Losses are basically the difference between income and expenditure where the expenditure exceeds the income for the period of the accounts. The accounts of a company must show the income and the expenditure which relate precisely to the period of the accounts.

Example

Accounts for the year 31 December 200X:

Income

£45,000

Expenditure

£55,000

Therefore loss is

£10,000

The losses amount to £10,000 but included in the figures for expenditure is £15,000 paid as a salary to a director. It is therefore arguable that the company made a profit of £5,000 before paying the director’s salary. This would be true if it was a sole trader business, but in a company directors’ salaries are a deduction from profits as directors are employees of the company. They cannot give their salary back.

It is possible for a company to make a loss on its trading activities but to make a profit on the sale of an asset, like a piece of land or equipment. Land and equipment are held for the long term and expenditure on them is not made for the current year only. However, when the asset is sold the precise profit or loss is crystallised in the current year. For both accounts and tax purposes all these losses and profits can be set off against one another.

Despite the above examples the object of being in business is to make a profit. Losses, however made, have to be paid for out of the capital in the business and will diminish the amount of money left to invest in future trading. Too many losses will starve the business of all its capital and the closure of the business will result.

Monitor your activities well and the problems caused by losses will be minimised.

JUDGING YOUR BUSINESS

The ability to know what is going on in your business cannot be emphasised enough. It enables you to plan your next moves using the experience of hindsight and gives you a clearer view of where the business is going.

This can be highlighted by producing regular, say monthly, figures. You should know your monthly sales figures and they should be broken down into products or types of sale. You can get from your books an analysis of what your expenditure is being spent on: wages, goods for resale, telephone, electricity and so on. All this information gradually builds a picture of what is happening. It shows up seasonal fluctuations. It shows what happens in the holiday month of August, when sales may be up if you sell ice cream or down if you sell overcoats. It shows what happens if the unexpected happens, like snow in August when overcoats are at a premium!

Eventually you may deem it necessary to produce a regular flow of information including a set of accounts each month which will keep you fully informed and enable you to forecast what will happen with more accuracy. You will be able to change direction with confidence if you think fit. You will be judging your business for yourself.

Armed with this information how much easier it will be to convince others that you know what you are talking about. You can visit your bank manager with your head held high knowing you can satisfy him or her with your answers. You are now in control of most events.

Case study: Dean wonders about his cash position

Although Dean has made good progress with his advertising campaign as many enquiries have come in, he is still a little worried about his cash position. The expense of the campaign is draining his resources as the orders generated are not for immediate delivery. He therefore feels he must limit the amount he is taking out of the company as salary. This will bolster the bank balance and he can always make up the amount later when business picks up.

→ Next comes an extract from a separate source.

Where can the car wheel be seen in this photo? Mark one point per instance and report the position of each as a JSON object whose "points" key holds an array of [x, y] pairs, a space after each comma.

ACTION POINTS AND REMINDERS

  • 1.Remember to keep your office organised and tidy.
  • 2.Establish the records you will keep.
  • 3.Records of sales and purchases should be kept if both are on credit.
  • 4.Initially keep only essential records and do not waste time on unnecessary information.
  • 5.Regularly check on your cash position.
  • 6.Will your company need an auditor?
  • 7.If not who will prepare your accounts?
  • 8.Have you got sufficient information to judge your business success?
  • 9.Check to see if your company making a loss on any of its activities.